CBR15 Bingo: Using my Getaway key to replace History with Nostalgia and make bingo #2! Diagonal, History to Sex. I used Nettle and Bone for nostalgia because fairytales always make me feel nostalgic for my childhood reading. Note: It has been awhile since I listened to this book and I have forgotten names. Also, I don’t know how names are spelled so please forgive any transgressions.
It feels like a few weeks ago (but the reality is it was probably several months ago because time is weird) that there was a brief conversation on the Cannonball Facebook page about the Hugo Award nominees. If I recall correctly Malin, Emmalita, and I (Apologies if I’ve forgotten anyone else who participated in this discourse) shared that we had each read several of this year’s nominees and who we thought should win based on what we had read. I picked The Kaiju Preservation Society and Malin’s choice was Nettle and Bone. I hadn’t read it yet but it was on my TBR and now moved higher with Malin’s recommendation and the nomination.
I grew up on fairytales. Reading the collected works of The Grimm Brothers and Hans Christian Andersen along with fairytale adjacent works like The Chronicles of Narnia. Once I realized what T. Kingfisher was doing with the story, I was hooked and deeply invested.
Marra is the third daughter born to the King and Queen of the Harbor Kingdom. Side note, I liked how Kingfisher didn’t bother coming up with specific made up names and instead used identifying characteristics to label places, which adds to the fairytale element imho. Her tiny kingdom is sandwiched between the Northern Kingdom and the Southern Kingdom, each of which want to take over the Harbor Kingdom and have the resource of the harbor. Marra’s mother works a careful dance to keep harmony between the rival kingdoms and her own. An alliance is formed with the Northern Kingdom through the marriage of Marra’s oldest sister to the crown prince. A short few months later, the sister is dead and brought back to be interred in her home kingdom. Not long after, Marra’s middle sister, Conya, is wed to the prince and Marra is sent to live in a convent. For many years Marra is under the illusion that this was done to remove her from the political games of her mother. It is much later that she realizes the horrifying truth.

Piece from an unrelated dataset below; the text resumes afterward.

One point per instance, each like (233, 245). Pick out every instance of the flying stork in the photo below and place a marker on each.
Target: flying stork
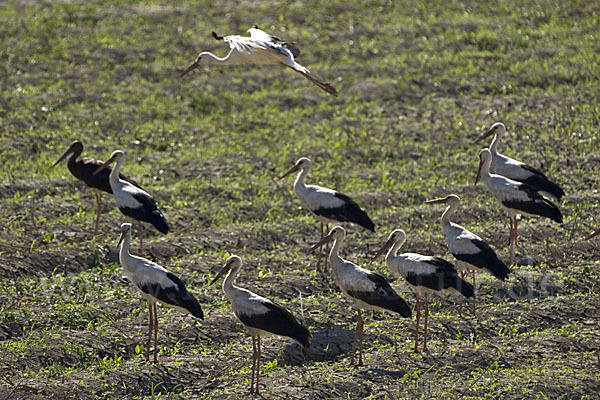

Conya becomes a shadow of herself. Constantly pregnant trying to produce a male heir and at the mercy of the prince. When Marra learns that he is abusive, she loses any semblance of calm and sets out to save her sister by any means necessary. Marra seeks the help of a dustwife, a magical woman who communes and cares for the dead in cemeteries. She is given three impossible tasks. Sew a cloak of nettles, create a dog made of bones, and catch a moonbeam in a jar. And thus begins Marra’s magical journey to save her sister. Along the way she gains several companions, a dustwife, a soldier, a fairy godmother, a magical chick, and a demon possessed chicken. She visits a Goblin Market and meets a Saint.
I unabashedly loved this book. With Nettle and Bone I read four, out of six, of this year’s Hugo nominees and though it is after the fact, I fully support Kingfisher taking home the prize. Nettle and Bone is the work of someone who clearly has a love for fairytales. She creates something both wholly original and comfortably familiar. I highly recommend Nettle and Bone to fans of fairytales, those who like females taking agency, and anyone that enjoys creative fantasy.